Sentado con las piernas cruzadas Eugenides se disculpó por tener que someter a Knausgärd a ciertas preguntas, sabía muy bien –afirmó– que era desagradable; dijo que preferiría que la noche fuera una charla entre dos escritores. Luego leyó un comentario suyo sobre Mi lucha para después preguntar si Knausgärd estaba de acuerdo con sus conclusiones. Leyó Eugenides: “Mi lucha es una forma literaria de arte conceptual. El concepto es: escribir todos los días, por el mayor tiempo que puedas soportar, tan cerca de la verdad como puedas soportar. Sin preocuparse de tener que inventar nada. Por más que odies lo que estás escribiendo, no cesas. No tienes piedad por nadie, en particular por ti mismo... Sólo un escritor en un millón, siguiendo estas instrucciones hubiera creado una novela tan fluida, tan convincente, tan lacerante, profunda y graciosa como Mi lucha . Hizo algo que no se había hecho antes. Al final, hasta sus defectos son parte de la perfección general de la obra.” Como pasó reiteradamente durante el encuentro, Knausgärd corrigió levemente a Eugenides: “Es verdad que escribí con reglas y que no sabía dónde me iban a llevar. Pero lo que terminó siendo o lo que ven los lectores, se aleja de mí. Una de las cosas principales de este libro es que no está dirigido a nadie. Quería ser completamente libre. La única manera en que pude hacerlo fue no pensar en el lector, en el crítico. El libro contiene muchas cosas vergonzosas.
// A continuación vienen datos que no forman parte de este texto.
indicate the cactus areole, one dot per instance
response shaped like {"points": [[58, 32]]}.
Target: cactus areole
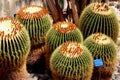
{"points": [[71, 50], [64, 27], [101, 8], [9, 28], [32, 12], [99, 38]]}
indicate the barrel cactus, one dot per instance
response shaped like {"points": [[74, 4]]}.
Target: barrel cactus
{"points": [[102, 47], [60, 33], [37, 21], [99, 17], [71, 61], [14, 49]]}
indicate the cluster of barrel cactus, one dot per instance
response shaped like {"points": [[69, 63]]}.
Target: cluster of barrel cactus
{"points": [[67, 56], [102, 47], [71, 61], [14, 49], [99, 17]]}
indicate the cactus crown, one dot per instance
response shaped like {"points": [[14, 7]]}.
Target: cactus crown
{"points": [[71, 49], [64, 27], [9, 28], [101, 8], [99, 38], [32, 12]]}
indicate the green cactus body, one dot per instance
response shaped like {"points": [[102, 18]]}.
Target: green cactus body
{"points": [[71, 61], [102, 46], [99, 17], [37, 22], [14, 46], [60, 33]]}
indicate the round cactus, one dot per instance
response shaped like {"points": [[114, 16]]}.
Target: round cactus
{"points": [[60, 33], [102, 47], [36, 20], [99, 17], [14, 49], [71, 61]]}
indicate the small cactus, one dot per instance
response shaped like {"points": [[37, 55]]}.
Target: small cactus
{"points": [[71, 61], [14, 49], [37, 22], [60, 33], [99, 17], [102, 47]]}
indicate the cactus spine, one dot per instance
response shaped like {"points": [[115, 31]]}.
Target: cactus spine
{"points": [[99, 17], [14, 49], [102, 46], [71, 61]]}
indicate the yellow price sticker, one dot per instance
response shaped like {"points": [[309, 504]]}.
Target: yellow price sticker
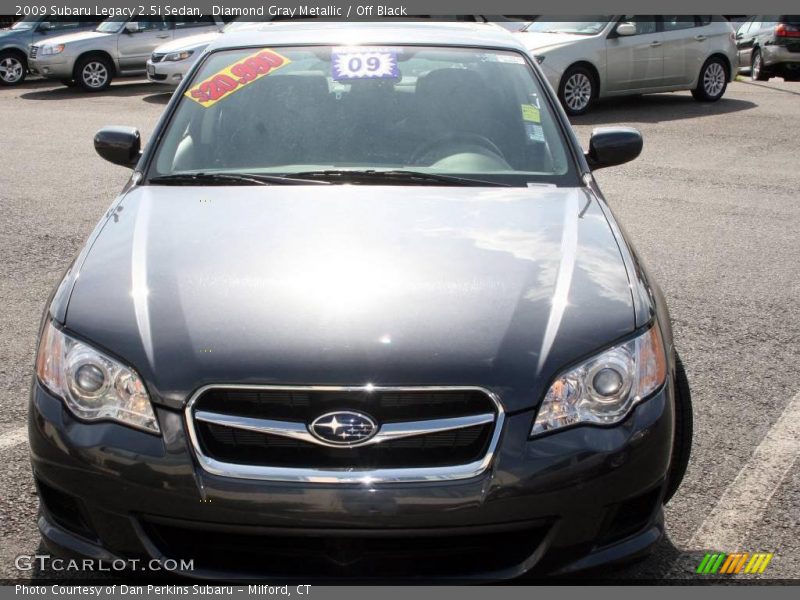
{"points": [[233, 78], [530, 113]]}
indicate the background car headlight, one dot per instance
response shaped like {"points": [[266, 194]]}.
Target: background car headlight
{"points": [[52, 49], [94, 386], [603, 389], [176, 56]]}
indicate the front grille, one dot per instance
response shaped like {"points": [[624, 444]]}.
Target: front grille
{"points": [[238, 446], [434, 552], [216, 414]]}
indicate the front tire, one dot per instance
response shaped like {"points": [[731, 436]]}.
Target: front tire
{"points": [[577, 90], [94, 73], [757, 71], [712, 82], [13, 69], [682, 439]]}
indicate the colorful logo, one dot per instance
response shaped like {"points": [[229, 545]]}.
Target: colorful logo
{"points": [[732, 564]]}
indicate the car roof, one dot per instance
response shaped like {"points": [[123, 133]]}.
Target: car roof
{"points": [[312, 32]]}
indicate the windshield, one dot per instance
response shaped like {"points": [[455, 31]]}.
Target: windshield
{"points": [[589, 25], [436, 110], [112, 25]]}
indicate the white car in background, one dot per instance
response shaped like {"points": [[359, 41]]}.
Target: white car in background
{"points": [[620, 55], [170, 62]]}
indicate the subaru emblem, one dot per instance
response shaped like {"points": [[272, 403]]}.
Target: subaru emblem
{"points": [[343, 428]]}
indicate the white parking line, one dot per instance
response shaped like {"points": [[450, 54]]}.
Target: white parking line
{"points": [[746, 499], [13, 437]]}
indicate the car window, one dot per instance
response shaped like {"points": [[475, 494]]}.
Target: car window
{"points": [[445, 110], [677, 22], [27, 23], [644, 23], [59, 23], [584, 25], [744, 28], [188, 22], [153, 23]]}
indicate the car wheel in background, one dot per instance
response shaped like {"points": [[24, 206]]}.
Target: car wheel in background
{"points": [[682, 440], [12, 68], [712, 82], [94, 73], [757, 72], [577, 90]]}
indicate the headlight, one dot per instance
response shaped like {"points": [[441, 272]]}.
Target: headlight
{"points": [[52, 49], [603, 389], [176, 56], [93, 385]]}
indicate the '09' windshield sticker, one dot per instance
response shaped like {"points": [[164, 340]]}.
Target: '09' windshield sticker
{"points": [[233, 78], [361, 63]]}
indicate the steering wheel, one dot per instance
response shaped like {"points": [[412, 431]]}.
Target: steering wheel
{"points": [[428, 153]]}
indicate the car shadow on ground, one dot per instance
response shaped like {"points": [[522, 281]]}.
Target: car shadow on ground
{"points": [[765, 85], [657, 108], [62, 92], [160, 98], [667, 563]]}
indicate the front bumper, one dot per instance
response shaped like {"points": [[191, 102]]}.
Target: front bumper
{"points": [[568, 501], [56, 66], [167, 72], [782, 58]]}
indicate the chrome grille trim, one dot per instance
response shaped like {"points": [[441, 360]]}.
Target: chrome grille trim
{"points": [[299, 431], [388, 431]]}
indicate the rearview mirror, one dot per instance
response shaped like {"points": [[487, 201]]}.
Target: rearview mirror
{"points": [[610, 146], [119, 145], [626, 29]]}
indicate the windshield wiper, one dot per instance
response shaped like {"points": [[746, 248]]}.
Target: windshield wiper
{"points": [[395, 176], [231, 179]]}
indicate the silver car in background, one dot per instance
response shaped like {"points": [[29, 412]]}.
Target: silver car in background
{"points": [[15, 41], [117, 48], [603, 55], [170, 62]]}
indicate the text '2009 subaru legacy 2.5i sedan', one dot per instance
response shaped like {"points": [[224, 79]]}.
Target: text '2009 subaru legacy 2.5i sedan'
{"points": [[361, 310]]}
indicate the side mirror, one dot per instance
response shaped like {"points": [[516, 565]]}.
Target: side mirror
{"points": [[626, 29], [119, 145], [610, 146]]}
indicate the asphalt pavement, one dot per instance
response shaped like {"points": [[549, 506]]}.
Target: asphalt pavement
{"points": [[712, 205]]}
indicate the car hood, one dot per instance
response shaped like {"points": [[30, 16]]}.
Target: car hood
{"points": [[188, 43], [495, 287], [75, 37]]}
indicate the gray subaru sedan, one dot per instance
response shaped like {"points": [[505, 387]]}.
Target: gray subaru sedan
{"points": [[361, 311]]}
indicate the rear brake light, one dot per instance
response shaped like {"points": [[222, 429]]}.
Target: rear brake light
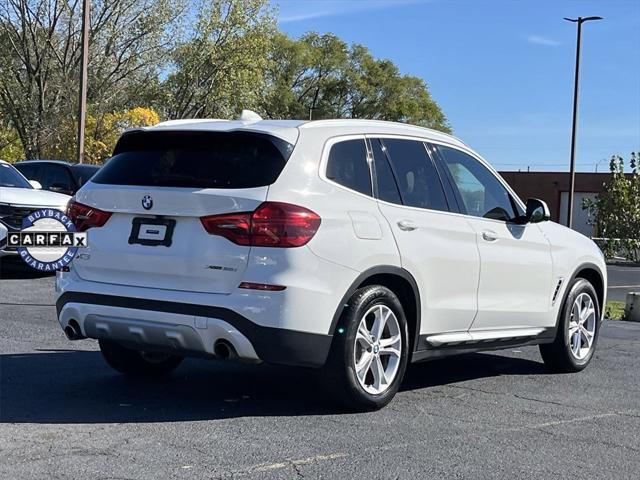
{"points": [[85, 217], [272, 224], [261, 286]]}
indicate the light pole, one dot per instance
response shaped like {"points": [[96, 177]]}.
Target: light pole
{"points": [[572, 173], [82, 104]]}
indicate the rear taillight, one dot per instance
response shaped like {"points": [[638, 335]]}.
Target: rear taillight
{"points": [[85, 217], [272, 224]]}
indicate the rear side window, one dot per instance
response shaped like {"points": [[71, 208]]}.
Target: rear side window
{"points": [[82, 173], [196, 160], [417, 178], [348, 166], [482, 193]]}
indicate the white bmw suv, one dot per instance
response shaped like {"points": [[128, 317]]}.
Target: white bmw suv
{"points": [[353, 245]]}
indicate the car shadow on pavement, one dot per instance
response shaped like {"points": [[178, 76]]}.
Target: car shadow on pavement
{"points": [[13, 268], [69, 386]]}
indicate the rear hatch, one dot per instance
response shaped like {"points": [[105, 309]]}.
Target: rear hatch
{"points": [[156, 188]]}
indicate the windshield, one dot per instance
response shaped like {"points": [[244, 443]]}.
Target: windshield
{"points": [[196, 160], [9, 177]]}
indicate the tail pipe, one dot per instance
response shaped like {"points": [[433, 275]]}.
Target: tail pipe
{"points": [[72, 331], [224, 350]]}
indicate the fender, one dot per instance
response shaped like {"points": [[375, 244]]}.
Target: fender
{"points": [[362, 278], [577, 270]]}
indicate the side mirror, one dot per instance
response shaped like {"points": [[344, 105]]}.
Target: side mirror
{"points": [[60, 188], [537, 211]]}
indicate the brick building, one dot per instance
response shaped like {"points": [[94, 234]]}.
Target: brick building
{"points": [[553, 188]]}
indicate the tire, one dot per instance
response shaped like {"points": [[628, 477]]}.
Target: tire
{"points": [[137, 363], [569, 353], [388, 351]]}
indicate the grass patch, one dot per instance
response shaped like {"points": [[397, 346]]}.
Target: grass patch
{"points": [[614, 310]]}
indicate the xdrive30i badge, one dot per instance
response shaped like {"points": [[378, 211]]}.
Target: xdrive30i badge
{"points": [[147, 202]]}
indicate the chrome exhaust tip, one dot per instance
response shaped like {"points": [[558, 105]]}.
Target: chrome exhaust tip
{"points": [[224, 350], [72, 331]]}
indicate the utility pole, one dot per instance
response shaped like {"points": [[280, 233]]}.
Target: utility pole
{"points": [[572, 170], [82, 104]]}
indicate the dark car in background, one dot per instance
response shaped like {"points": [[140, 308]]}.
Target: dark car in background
{"points": [[56, 175]]}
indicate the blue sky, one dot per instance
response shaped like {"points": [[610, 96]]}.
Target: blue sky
{"points": [[502, 70]]}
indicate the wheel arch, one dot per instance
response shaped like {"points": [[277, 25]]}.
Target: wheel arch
{"points": [[400, 282], [593, 274]]}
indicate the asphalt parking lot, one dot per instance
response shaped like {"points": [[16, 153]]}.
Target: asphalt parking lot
{"points": [[65, 414]]}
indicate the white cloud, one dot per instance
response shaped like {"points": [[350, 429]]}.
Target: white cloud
{"points": [[540, 40]]}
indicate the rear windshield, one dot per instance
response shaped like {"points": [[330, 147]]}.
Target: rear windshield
{"points": [[82, 173], [196, 159]]}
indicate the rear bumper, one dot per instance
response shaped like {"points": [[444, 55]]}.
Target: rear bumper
{"points": [[187, 329]]}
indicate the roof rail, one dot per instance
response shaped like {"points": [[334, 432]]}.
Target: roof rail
{"points": [[249, 116]]}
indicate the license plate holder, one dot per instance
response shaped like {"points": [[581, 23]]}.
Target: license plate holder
{"points": [[152, 232]]}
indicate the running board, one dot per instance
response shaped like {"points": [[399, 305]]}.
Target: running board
{"points": [[458, 338]]}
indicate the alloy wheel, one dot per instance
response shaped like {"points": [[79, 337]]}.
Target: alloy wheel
{"points": [[582, 326]]}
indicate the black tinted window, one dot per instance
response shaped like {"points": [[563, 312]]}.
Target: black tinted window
{"points": [[29, 170], [417, 178], [386, 183], [196, 160], [482, 193], [348, 166], [82, 173]]}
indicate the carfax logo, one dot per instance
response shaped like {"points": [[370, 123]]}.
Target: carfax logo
{"points": [[48, 240]]}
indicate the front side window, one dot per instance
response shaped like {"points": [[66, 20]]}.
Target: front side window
{"points": [[348, 166], [481, 192], [192, 159], [417, 178]]}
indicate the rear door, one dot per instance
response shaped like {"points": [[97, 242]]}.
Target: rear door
{"points": [[157, 186], [516, 266], [436, 246]]}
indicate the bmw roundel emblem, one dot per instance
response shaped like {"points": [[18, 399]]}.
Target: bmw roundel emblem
{"points": [[147, 202]]}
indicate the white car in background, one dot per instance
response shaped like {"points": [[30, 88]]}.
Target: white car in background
{"points": [[352, 245], [18, 198]]}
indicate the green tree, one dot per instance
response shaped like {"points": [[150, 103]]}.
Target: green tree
{"points": [[218, 68], [616, 211], [40, 51], [10, 146]]}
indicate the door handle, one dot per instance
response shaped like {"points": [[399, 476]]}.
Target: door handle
{"points": [[406, 225], [489, 236]]}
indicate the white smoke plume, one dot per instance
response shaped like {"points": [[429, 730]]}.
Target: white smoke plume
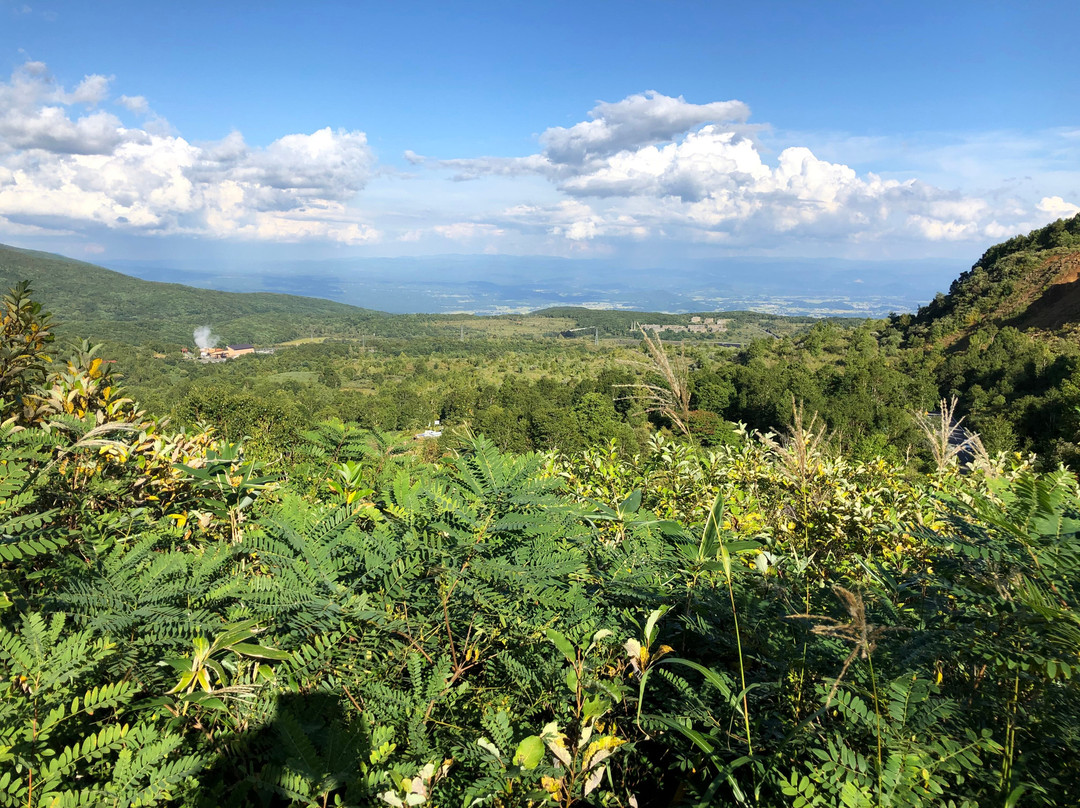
{"points": [[204, 338]]}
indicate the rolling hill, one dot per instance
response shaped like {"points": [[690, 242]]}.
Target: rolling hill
{"points": [[96, 303], [1030, 282]]}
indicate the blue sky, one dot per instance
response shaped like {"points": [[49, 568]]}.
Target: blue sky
{"points": [[586, 129]]}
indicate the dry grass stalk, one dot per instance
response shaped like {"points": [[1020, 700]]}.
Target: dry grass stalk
{"points": [[947, 439], [801, 446], [863, 633], [673, 398]]}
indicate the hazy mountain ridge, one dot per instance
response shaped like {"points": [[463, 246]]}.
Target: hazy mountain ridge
{"points": [[1030, 282], [516, 284]]}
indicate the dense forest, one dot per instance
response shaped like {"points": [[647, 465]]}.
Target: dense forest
{"points": [[838, 565]]}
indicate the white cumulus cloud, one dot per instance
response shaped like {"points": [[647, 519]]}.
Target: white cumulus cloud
{"points": [[660, 165], [64, 163]]}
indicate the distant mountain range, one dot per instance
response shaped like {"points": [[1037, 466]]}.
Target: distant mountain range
{"points": [[1030, 283], [513, 284]]}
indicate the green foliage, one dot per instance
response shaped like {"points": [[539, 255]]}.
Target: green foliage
{"points": [[341, 619]]}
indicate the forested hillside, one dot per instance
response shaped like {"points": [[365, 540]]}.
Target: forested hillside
{"points": [[645, 575]]}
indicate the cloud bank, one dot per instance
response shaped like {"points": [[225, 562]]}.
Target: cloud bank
{"points": [[648, 167], [653, 165], [65, 162]]}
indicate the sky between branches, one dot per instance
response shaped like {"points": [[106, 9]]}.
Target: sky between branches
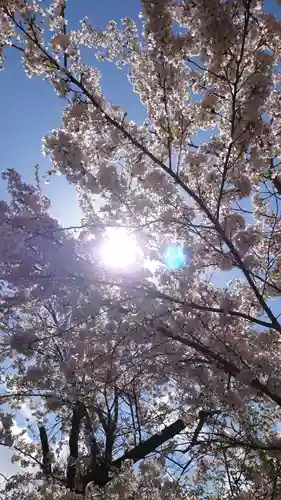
{"points": [[30, 109]]}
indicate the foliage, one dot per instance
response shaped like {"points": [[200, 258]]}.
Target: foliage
{"points": [[105, 359]]}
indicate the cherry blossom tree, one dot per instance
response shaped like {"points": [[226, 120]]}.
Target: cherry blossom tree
{"points": [[172, 365]]}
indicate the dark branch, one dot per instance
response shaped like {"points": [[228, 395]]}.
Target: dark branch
{"points": [[45, 450]]}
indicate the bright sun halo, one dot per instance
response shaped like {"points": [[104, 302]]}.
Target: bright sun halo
{"points": [[120, 249]]}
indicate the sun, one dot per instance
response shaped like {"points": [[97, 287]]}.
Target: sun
{"points": [[119, 249]]}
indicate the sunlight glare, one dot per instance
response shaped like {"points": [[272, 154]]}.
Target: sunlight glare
{"points": [[120, 249]]}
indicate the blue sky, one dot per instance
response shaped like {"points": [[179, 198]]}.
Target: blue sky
{"points": [[30, 108]]}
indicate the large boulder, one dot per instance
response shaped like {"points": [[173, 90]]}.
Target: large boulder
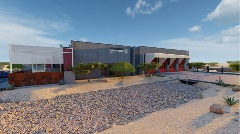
{"points": [[216, 108], [237, 88]]}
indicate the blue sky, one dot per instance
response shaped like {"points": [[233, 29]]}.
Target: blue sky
{"points": [[209, 29]]}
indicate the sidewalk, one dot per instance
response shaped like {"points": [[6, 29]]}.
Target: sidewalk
{"points": [[210, 77]]}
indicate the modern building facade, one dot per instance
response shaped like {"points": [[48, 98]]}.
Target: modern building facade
{"points": [[171, 60]]}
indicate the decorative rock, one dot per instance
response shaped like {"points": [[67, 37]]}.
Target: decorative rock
{"points": [[237, 88], [237, 119], [216, 108], [104, 80], [94, 111]]}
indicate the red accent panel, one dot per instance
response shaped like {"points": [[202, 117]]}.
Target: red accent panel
{"points": [[67, 58], [172, 67], [180, 66]]}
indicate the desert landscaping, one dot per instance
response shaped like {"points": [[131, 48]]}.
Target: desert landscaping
{"points": [[135, 104]]}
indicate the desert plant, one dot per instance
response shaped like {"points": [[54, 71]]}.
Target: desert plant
{"points": [[197, 64], [16, 66], [147, 67], [211, 64], [69, 68], [235, 67], [221, 82], [230, 101], [61, 82], [122, 67], [200, 96], [9, 86]]}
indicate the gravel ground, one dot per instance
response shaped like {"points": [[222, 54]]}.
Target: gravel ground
{"points": [[189, 118], [93, 111]]}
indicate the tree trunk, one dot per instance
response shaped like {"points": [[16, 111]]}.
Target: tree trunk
{"points": [[89, 77]]}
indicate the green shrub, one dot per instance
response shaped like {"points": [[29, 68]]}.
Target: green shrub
{"points": [[221, 82], [200, 96], [9, 86], [61, 82], [230, 101]]}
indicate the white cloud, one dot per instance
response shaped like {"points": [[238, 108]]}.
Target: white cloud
{"points": [[231, 35], [227, 11], [48, 23], [83, 39], [194, 29], [221, 47], [142, 7]]}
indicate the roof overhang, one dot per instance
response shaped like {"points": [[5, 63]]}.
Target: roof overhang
{"points": [[150, 56]]}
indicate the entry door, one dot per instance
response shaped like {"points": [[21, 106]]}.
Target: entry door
{"points": [[163, 67], [172, 67]]}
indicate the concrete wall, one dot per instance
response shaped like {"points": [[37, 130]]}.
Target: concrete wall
{"points": [[85, 52]]}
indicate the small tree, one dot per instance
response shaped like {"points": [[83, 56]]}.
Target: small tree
{"points": [[211, 64], [122, 67], [86, 68], [16, 66], [142, 66], [234, 66], [147, 67], [197, 64]]}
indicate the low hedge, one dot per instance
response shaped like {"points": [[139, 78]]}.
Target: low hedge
{"points": [[38, 78]]}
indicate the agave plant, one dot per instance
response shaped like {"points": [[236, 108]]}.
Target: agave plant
{"points": [[221, 82], [9, 86], [230, 101], [61, 82]]}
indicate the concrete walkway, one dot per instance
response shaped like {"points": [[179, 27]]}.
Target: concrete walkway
{"points": [[210, 77], [3, 82]]}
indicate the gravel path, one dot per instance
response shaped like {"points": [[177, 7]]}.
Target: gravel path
{"points": [[93, 111], [190, 118]]}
La gente me pregunta cómo pude escribir esas cosas. El hecho es que cuando estás escribiendo, estás solo, entonces no hay vergüenza... No piensas en lo que va ser. En el momento en el que piensas yo voy a cambiar “la novela” estás muerto.” Pronto Eugenides le pidió a Knausgärd que leyera un pasaje y entonces se dio uno de los momentos más interesantes de la noche. Knausgärd tomó el libro en sus manos, se paró, se acercó al borde del escenario y se puso a leer, hamacándose con ritmo, como si fuera un trompetista tocando un solo. Knausgärd es alto, ampliamente supera los 1,80 m. Con la cabeza agachada, sus largas mechas grises le tapan la cara y se mecen al compás de su cuerpo. Eugenides, y los 500 plus presentes, hipnotizados.

Eugenides empujó y empujó para sacarle respuestas teóricas a Knausgärd pero se vio amablemente frustrado en cada intento. Quiso preguntar como Knausgärd usaba el ensayo dentro de su obra y si eso respondía a una tradición más bien europea, o si había un plan narrativo para determinar su uso. Knausgärd, sin ser irrespetuoso, respondía siempre con cierta descalificación: “Son mil formas de buscar sentido dentro de una vida ordinaria. Cuando hago algo, estoy haciéndolo y pensando al mismo tiempo. Simplemente quise encontrar una forma para esos dos niveles. Es completamente posible estar sentado en casa leyendo Heidegger y después ir a lavar los platos. Es el mismo mundo. Cada uno corresponde al otro. Cuando dices algo sobre la vida, hace falta, yo pienso, ambas cosas. Fui muy inspirado por Gombrowicz. Creo que sus diarios son una de las mejores obras del siglo pasado. ” Una gran revelación de la noche fue conocer cómo llegaron a ser seis volúmenes. Eugenides planteó la pregunta en términos de estrategia de escritor: ¿Por qué decidió hacerlo así? Knausgärd: “Ante todo, estaba intentando escribir sobre la experiencia de la muerte de mi padre. Pero no paré donde para el primer libro. Seguí, porque había encontrado un lenguaje para hablar sobre la vida cotidiana. Di a mi editor lo que ahora son los primeros dos volúmenes y eran como 14.000 páginas. La primera idea que tuvieron fue publicarlo en 12 novelas, una por mes por un año. Pero era un riesgo financiero demasiado grande para ellos. Entonces me dieron la opción de cortarla como quisiera, pero seguir escribiendo más. Y me gustó ese desafío...” Las condiciones comerciales impuestas por el editor le dieron un programa de escritura a Knausgärd que, en vez de abrumarlo, lo liberó. “Me gustó tener restricciones porque tengo muchos problemas con la autocrítica. Me paraliza. Para vencer esto me encierro en un cuarto y escribo cinco páginas por día, pase lo que pase.” Al fin de la noche, Knausgärd tuvo la amabilidad de sentarse casi una hora para firmar ejemplares, siempre sonriente y seductor. Eugenides, con su barba mefistofélica, se quedó en un rincón oscuro, charlando sobre el verano con esbeltas mujeres y con Andrew Wylie, el chacal.